D'autres rencontres avec les médias chinois, très importants dans le pays, ont également fourni au CO l'opportunité d'informer davantage l'immense population chinoise au sujet des préparatifs pour Afrique du Sud 2010. Pékin 2008 représentera d'ailleurs l'occasion pour le CO d'assister de près au déroulement d'un événement sportif majeur.
Les yeux rivés sur Sydney
Cette semaine, tout le monde du football avait les yeux rivés
sur Sydney pour le 58ème Congrès de la FIFA, qui s'est achevé
vendredi. Après une candidature malheureuse pour l'organisation
de l'épreuve reine en 2006, l'Afrique du Sud est bien
consciente des efforts qui attendent l'Australie, si celle-ci
souhaite pouvoir accueillir la grand-messe du football en 2018.
"L'Afrique du Sud et l'Australie ont beaucoup de choses en commun. Comme nous, les Australiens ont cherché à organiser un grand événement sportif depuis le début des années 1990. Comme nous, ils ont accueilli la Coupe du Monde de Rugby et de Cricket et ont même décroché les Jeux Olympiques en 2000. A présent, ils veulent accueillir la Coupe du Monde de la FIFA 2018", a poursuivi Jordaan.
"A Sydney, nous avons eu de nombreux échanges avec le gouvernement de la Nouvelle Galles du Sud, la presse écrite et audiovisuelle locale et les entreprises australiennes investissant en Afrique du Sud, sans compter d'autres compagnies australiennes de premier plan, impliquées dans l'organisation de Sydney 2000 et amenées depuis à travailler pour les JO de Pékin, les Jeux Asiatiques à Doha ou encore les Jeux du Commonwealth", a-t-il poursuivi.
L'Afrique du Sud voit en la Coupe du Monde de la FIFA 2010 l'occasion de valoriser le pays en tant que destination de choix, tant pour les touristes que pour les investisseurs.
A Sydney, il ne fait aucun doute que les Jeux Olympiques 2000 ont grandement contribué non seulement au développement des infrastructures, mais également à promouvoir la ville en tant que destination touristique de premier plan pour les voyageurs du monde entier.
"Depuis l'organisation des JO en 2000, Sydney est devenu de loin la première destination touristique en Australie et s'est affirmé comme l'une des villes les plus visitées au monde. Cela a également donné des opportunités d'ouverture internationale aux entreprises australiennes, dans des secteurs tels que le bâtiment, la sécurité, l'événementiel et beaucoup d'autres domaines. Avec l'organisation de la Coupe du Monde de la FIFA, nous espérons créer la même spirale positive pour des entreprises sud-africaines", analyse Jordaan.
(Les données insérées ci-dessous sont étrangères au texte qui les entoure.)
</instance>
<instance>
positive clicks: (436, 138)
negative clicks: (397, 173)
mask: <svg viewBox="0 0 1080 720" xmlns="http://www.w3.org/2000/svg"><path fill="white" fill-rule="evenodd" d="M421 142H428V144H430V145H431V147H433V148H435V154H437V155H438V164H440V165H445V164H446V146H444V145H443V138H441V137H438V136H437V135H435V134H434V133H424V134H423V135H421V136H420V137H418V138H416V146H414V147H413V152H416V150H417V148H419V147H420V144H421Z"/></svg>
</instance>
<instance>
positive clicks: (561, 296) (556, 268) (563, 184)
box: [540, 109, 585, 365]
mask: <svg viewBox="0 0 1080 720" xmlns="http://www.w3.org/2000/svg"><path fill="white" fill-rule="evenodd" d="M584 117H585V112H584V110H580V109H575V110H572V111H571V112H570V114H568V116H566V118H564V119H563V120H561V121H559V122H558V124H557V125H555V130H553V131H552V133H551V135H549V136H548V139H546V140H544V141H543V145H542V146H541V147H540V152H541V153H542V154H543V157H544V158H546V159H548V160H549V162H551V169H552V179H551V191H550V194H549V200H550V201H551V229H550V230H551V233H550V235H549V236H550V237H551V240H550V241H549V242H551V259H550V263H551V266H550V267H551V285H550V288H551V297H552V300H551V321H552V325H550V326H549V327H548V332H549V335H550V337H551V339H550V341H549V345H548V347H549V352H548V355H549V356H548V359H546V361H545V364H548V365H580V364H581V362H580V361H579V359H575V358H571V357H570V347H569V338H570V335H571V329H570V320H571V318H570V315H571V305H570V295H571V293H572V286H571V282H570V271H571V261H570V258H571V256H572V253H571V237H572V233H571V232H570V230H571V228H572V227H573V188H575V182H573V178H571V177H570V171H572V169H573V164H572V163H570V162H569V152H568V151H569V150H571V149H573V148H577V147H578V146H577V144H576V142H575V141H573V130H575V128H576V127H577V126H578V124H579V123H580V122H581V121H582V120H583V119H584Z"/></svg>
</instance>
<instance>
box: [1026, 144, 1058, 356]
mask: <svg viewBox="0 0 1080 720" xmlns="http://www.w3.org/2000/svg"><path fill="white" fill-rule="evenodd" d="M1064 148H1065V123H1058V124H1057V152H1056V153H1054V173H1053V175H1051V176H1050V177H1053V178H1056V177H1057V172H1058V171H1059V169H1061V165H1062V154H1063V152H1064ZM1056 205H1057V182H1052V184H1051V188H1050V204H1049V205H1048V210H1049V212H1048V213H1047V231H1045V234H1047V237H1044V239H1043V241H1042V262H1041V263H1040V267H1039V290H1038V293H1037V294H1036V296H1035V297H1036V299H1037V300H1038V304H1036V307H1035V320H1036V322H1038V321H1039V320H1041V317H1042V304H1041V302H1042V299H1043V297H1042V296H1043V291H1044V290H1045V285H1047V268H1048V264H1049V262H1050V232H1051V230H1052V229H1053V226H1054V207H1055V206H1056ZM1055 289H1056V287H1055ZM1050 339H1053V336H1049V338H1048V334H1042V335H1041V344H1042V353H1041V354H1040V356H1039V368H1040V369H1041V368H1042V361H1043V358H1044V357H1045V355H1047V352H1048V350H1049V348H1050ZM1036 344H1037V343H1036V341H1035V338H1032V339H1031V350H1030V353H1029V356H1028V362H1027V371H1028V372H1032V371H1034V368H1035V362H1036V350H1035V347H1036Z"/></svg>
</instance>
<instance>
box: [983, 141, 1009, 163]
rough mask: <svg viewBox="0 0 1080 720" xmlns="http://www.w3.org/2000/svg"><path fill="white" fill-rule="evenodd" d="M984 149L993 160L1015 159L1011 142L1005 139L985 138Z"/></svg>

En tout cas, pour l'instant, ce pays passionné de sport qu'est l'Australie souhaite consolider le développement du football en se portant candidat pour l'organisation de la Coupe du Monde 2018. "L'Australie souhaite véritablement bénéficier de l'expérience que nous aurons acquise en accueillant le rendez-vous mondialiste en 2018 et souhaite également soutenir l'Afrique du Sud dans ses efforts pour organiser la première Coupe du Monde de la FIFA en terre africaine. Pour l'Australie, cette candidature est un défi gigantesque. L'Angleterre s'est déjà portée candidate et d'autres pays l'envisagent, comme la Russie, les Pays-Bas et la Belgique, l'Espagne, le Portugal, et même la Chine. Cet engouement international permet de mieux évaluer la chance qu'a l'Afrique du Sud d'accueillir un tel événement et aussi de mieux imaginer les difficultés qu'elle a dû surmonter pour s'adjuger ce privilège. L'Australie dispose d'installations sportives extraordinaires et nous leur souhaitons bonne chance pour 2018", a conclu M. Jordaan.